Я сперва не могла уразуметь насчет тех вещей, которые она продавала: откуда она знает, что сколько стоит? Но понемногу я научилась разбирать цифры в книге, куда она заносила платежи. И когда она называла цену покупателю на рынке, это всегда была та же цифра. Мне хотелось понять, как она все это высчитывает. Но спросить я робела. Я ведь для нее была чем-то вроде лошади или вола – угрюмая, бессловесная и двужильная. Я как-то так себя и чувствовала рядом с ней и ее семьей. Мне казалось, они целый день не умолкали: то беседы у них, то песни, а случались и споры.
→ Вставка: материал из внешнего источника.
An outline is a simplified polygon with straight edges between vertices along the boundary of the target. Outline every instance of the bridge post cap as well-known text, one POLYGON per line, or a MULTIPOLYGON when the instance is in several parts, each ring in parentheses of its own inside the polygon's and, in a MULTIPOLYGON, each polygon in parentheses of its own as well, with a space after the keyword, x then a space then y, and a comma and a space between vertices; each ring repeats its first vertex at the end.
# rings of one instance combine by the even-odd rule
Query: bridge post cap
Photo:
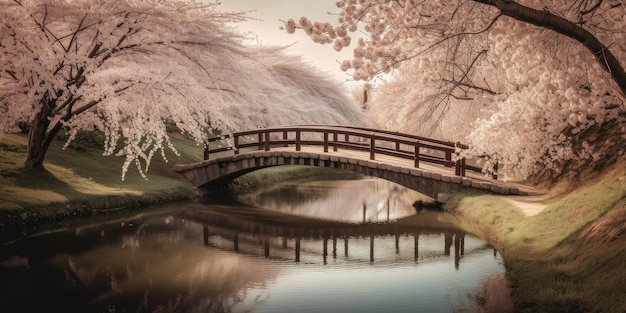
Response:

Но не бывало такого, чтобы они вдруг закричали или кто-то на кого-то руку поднял. А еще они все время друг дружки касались. Мать Мирьем то и дело гладила дочку по щеке, а отец как ни пройдет – поцелует ее в макушку. Иногда по пути домой, когда я, сойдя с дороги, шла уже через поле, где никто не видит, я клала себе ладонь на затылок. Тяжелая у меня стала ладонь, большая, крепкая. И я представляла, будто это матушкина ладонь у меня на затылке.
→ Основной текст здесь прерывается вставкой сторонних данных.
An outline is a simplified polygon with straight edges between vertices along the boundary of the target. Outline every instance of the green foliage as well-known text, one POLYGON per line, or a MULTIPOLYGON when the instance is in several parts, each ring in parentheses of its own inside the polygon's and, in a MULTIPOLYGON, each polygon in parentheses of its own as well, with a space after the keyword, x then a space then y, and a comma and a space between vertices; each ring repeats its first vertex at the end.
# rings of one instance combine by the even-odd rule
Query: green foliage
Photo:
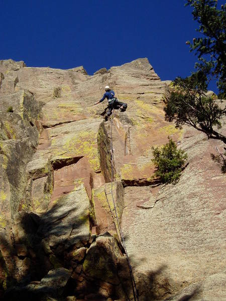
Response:
POLYGON ((193 8, 193 20, 199 25, 196 31, 202 36, 186 44, 198 55, 197 70, 207 74, 207 68, 208 80, 218 79, 219 96, 223 98, 226 96, 226 5, 219 10, 217 5, 217 0, 187 0, 186 6, 193 8))
POLYGON ((187 158, 186 154, 177 149, 171 138, 162 148, 152 147, 153 162, 157 167, 155 174, 164 183, 176 183, 179 180, 187 158))
POLYGON ((217 101, 205 96, 205 74, 199 71, 185 79, 178 77, 174 85, 175 91, 172 92, 164 108, 166 119, 175 120, 177 127, 183 124, 193 126, 204 132, 208 138, 226 143, 225 137, 213 128, 214 126, 221 127, 220 120, 226 114, 226 108, 220 108, 217 101))
POLYGON ((13 109, 13 107, 11 105, 9 107, 9 108, 7 110, 7 112, 10 112, 11 113, 13 113, 14 110, 13 109))

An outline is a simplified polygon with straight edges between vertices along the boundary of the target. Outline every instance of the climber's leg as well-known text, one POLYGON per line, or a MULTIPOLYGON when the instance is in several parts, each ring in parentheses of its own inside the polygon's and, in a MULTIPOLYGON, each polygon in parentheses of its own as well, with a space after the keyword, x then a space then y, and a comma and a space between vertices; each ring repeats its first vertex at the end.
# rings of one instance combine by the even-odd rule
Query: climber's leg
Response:
POLYGON ((108 110, 107 112, 106 115, 107 116, 110 116, 110 115, 111 114, 111 111, 113 109, 113 106, 109 105, 107 108, 108 109, 108 110))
А у нас дома все точно воды в рот набрали. В тот раз зимовали мы совсем не сытно, даже мой обед в доме Мирьем не спасал. Мне же после того обеда еще шесть миль надо было шагать. И вот уже весна пришла, а мы все равно ходили полуголодные. По дороге домой я всегда собирала грибы, а если везло, то и зелень попадалась, и дикая брюква. Но из всего этого мы мало что могли есть, большую часть я отдавала козам. В доме я мешала угли под капустной похлебкой, которую я еще утром ставила на огонь. В это варево я добавляла грибы и что там еще находила в лесу. Потом я выкапывала несколько молодых картофелин – еще зеленых, их и есть-то, по-хорошему, было нельзя, но мы все равно их ели. Каждый кусочек с глазком я старательно вырезала и сажала снова. А остальное шло в похлебку. Мы садились за стол и ели – понурые, молчаливые.
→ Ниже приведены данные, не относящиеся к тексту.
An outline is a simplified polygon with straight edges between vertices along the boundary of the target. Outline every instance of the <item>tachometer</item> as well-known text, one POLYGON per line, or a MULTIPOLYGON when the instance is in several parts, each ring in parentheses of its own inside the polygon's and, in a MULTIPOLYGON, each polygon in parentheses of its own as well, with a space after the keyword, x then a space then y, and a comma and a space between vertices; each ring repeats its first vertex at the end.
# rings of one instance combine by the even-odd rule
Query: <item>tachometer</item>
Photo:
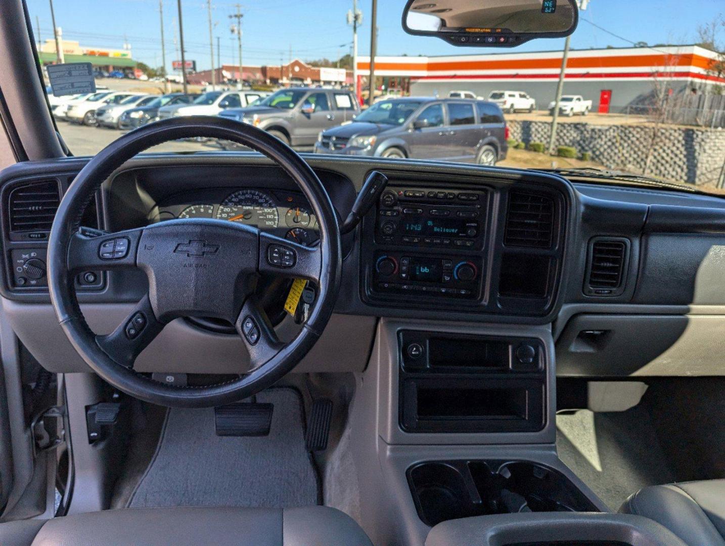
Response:
POLYGON ((217 210, 217 218, 256 226, 276 228, 279 211, 272 198, 254 189, 243 189, 228 196, 217 210))
POLYGON ((210 218, 214 215, 213 204, 192 204, 179 213, 180 218, 210 218))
Росло у нас все плохо. Земля в апреле еще была твердой как камень и холодной – рожь никак не хотела подниматься. Когда наконец потеплело и папаня посадил бобы, через неделю снова пошел снег и половину посадок сгубил. В то утро я проснулась и решила, что еще ночь. За окном все заволокло непроглядно серым, и снег вовсю валил. Папаня начал браниться на чем свет стоит и затрещинами выгнал нас из постели. Мы кинулись наружу за козлятами. Один козленок уже умер, а четверых мы успели занести в дом и коз загнали. Они блеяли во все горло, и жевали наши одеяла, и едва не свалились в очаг, но зато живы остались. Как снегопад утих, мы освежевали мертвого козленка и засолили – хоть и немного, но все же мясо. Из костей я сварила суп, а еще мы съели печенку и легкие. И наелись досыта хоть однажды.